In the future, they go back to their old neighborhood and manage to find Rodrigo's best friend and Jose's employee Quique, now a middle-aged man. He explains to them that Lucia died at the carnival in 1991, and the family surmises that Charly killed her. Jose finds a local fortune teller Ana Clara, along with her cousin/assistant Elvirita, to somehow bring his daughter back - Ana Clara received Lucia's personalized bracelet from Jose in 1991, so the three of them believe they can figure out how. Pilar and Rodrigo, meanwhile, try to adapt to life in the future, with Pilar getting a job at a fashion boutique and Rodrigo getting his first girlfriend by resuming life as a high schooler with Quique's help.

At a bar, Jose and Ana Clara spot an aged Charly advertising his family's condo for sale, and confront him at an open house to try to get a murder confession out of him. Charly runs away and is hit by a random car, which Pilar witnesses. When they have a family dinner with Quique at his condo that night, Pilar berates Jose for getting a man killed. Jose makes another desperate attempt at traveling back to 1991, by paddling out to another thunderstorm in a nearly-identical paddle boat, and Pilar and Rodrigo get into the boat with him at the last minute. Jose's plan actually works, and they find Lucia back at the beach in 1991 thinking only an hour or two has gone by.

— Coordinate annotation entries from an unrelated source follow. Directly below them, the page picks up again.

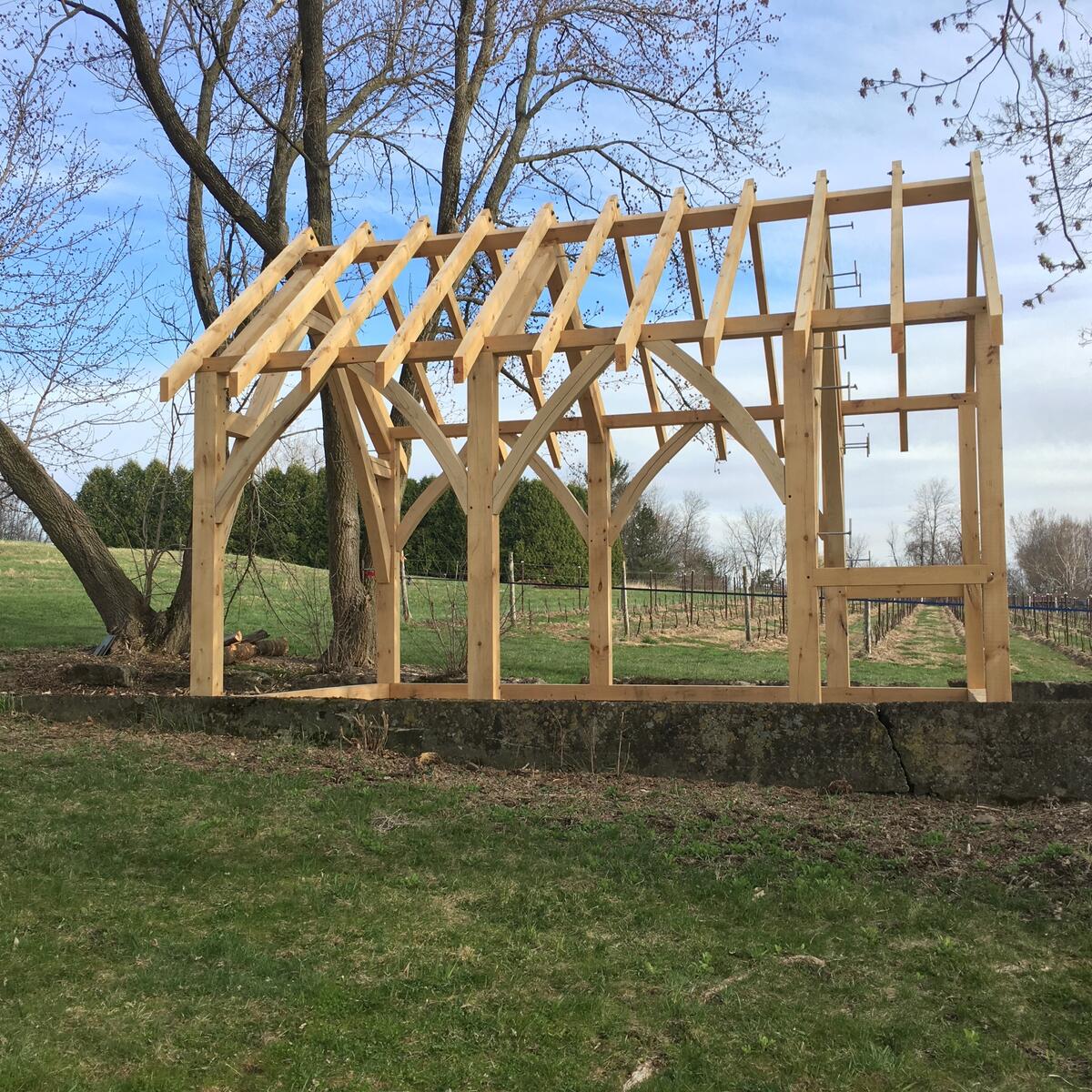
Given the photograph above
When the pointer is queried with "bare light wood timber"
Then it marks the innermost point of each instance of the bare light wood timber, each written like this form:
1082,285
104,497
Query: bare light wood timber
530,314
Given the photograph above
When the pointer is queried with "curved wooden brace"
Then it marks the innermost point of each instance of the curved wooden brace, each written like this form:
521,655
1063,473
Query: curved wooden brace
737,420
561,492
442,449
420,508
557,405
643,478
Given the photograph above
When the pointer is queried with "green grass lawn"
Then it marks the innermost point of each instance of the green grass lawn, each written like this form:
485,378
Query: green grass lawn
187,912
42,605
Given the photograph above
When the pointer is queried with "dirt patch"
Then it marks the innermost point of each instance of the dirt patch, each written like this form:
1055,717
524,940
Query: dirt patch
1043,847
917,640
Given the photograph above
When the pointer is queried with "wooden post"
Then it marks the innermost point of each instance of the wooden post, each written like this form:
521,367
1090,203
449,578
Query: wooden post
972,545
802,527
600,650
995,600
834,518
625,600
387,593
207,622
483,533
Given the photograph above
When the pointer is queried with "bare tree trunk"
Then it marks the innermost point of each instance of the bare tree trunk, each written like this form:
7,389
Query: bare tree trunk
350,602
116,598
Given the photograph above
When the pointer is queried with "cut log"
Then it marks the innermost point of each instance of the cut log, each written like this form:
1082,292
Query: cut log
239,653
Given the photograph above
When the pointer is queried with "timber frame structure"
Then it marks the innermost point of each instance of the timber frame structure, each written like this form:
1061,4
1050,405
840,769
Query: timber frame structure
248,352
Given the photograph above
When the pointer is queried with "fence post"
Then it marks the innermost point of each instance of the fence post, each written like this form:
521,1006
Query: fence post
405,590
511,588
746,609
625,601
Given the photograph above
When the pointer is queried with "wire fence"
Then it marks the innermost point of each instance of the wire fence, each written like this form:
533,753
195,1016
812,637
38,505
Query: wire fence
672,600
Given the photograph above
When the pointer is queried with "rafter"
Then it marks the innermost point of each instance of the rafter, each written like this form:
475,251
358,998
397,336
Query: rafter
578,278
274,336
344,330
502,290
650,278
184,369
443,281
648,372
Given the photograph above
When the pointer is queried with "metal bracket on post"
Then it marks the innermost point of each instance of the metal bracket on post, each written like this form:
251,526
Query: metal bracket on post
847,386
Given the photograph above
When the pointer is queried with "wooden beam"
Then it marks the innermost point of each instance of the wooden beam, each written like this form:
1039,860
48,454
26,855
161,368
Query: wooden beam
833,521
629,333
566,304
738,423
698,307
905,576
207,626
971,545
369,298
207,343
671,419
600,584
591,401
770,210
442,283
364,473
972,282
629,287
807,288
473,343
802,509
426,430
898,265
387,591
544,421
581,339
995,596
726,279
989,282
644,476
483,547
763,308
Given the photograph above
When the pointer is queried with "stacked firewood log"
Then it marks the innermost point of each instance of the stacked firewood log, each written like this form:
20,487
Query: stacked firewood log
239,648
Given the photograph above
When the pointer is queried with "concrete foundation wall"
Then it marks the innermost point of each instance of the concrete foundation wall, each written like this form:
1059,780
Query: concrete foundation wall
1021,752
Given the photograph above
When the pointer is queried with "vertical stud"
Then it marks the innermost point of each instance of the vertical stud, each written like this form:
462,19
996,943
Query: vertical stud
995,598
971,541
483,533
387,592
600,593
802,519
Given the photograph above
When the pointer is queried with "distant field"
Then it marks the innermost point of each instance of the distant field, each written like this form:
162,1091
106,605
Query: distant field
42,605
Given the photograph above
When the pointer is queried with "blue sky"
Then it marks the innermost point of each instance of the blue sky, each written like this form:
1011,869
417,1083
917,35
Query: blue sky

Jose and Pilar try to prevent Lucia by going to the fateful carnival, first by throwing her a grand birthday party, then by trying to explain to her that they traveled into the future. She believes they are lying and angrily leaves with Charly. Jose, Pilar, Rodrigo and Quique then rush to the carnival to try to rescue her. At the carnival, Lucia and Charly meet a teenaged Ana Clara and Elvirita, and are about to get on a Ferris wheel before Lucia discovers a smart phone from 2022 in her jacket, with footage of her gravestone on it. She then runs away from Charly and finds Quique, and they get on the Ferris wheel together instead to figure out an escape plan. Lucia rejects a kiss from Quique, and in a jealous rage, Quique tries to sexually assault Lucia. Jose spots teenaged Ana Clara and shows her the bracelet, and with actual clairvoyant powers, she points them to the Ferris wheel. Jose climbs up the Ferris wheel to try to rescue Lucia from Quique, but falls off the carriage to his death.

In 2022, aged versions of Pilar, Rodrigo, Lucia, Charly (who has married Lucia with Pilar's blessing), Lucia and Charly's adolescent daughter, Ana Clara and Elvirita go up to the beach ahead of a thunderstorm, and paddle out to the storm in their next of many attempts to bring Jose back.

== Production ==
The film is an Atresmedia Cine and Aparte Films Production for Amazon Prime Video. Shooting locations included Guadalajara and Móstoles.

== Release ==
The film premiered on Amazon Prime Video on 2 December 2022.

== Reception ==
Manuel J. Lombardo of Diario de Sevilla rated the film with a single star, considering that "little works" in the film, writing about "a lazy script development that throws overboard the many possibilities of collision between elements and sensibilities".

Sergio F. Pinilla of Cinemanía rated the film 4 out of 5 stars, assessing that in addition to its "excellent" score, the film stands out for "the parodic and witty [character] of its narrative and mise-en-scène".

Raquel Hernández Luján of HobbyConsolas rated the film with 62 points ('acceptable'), highlighting the starting premise and the casting as the best things about the film while citing the most dramatic part spoiling the fun and the final act as the worst things about it.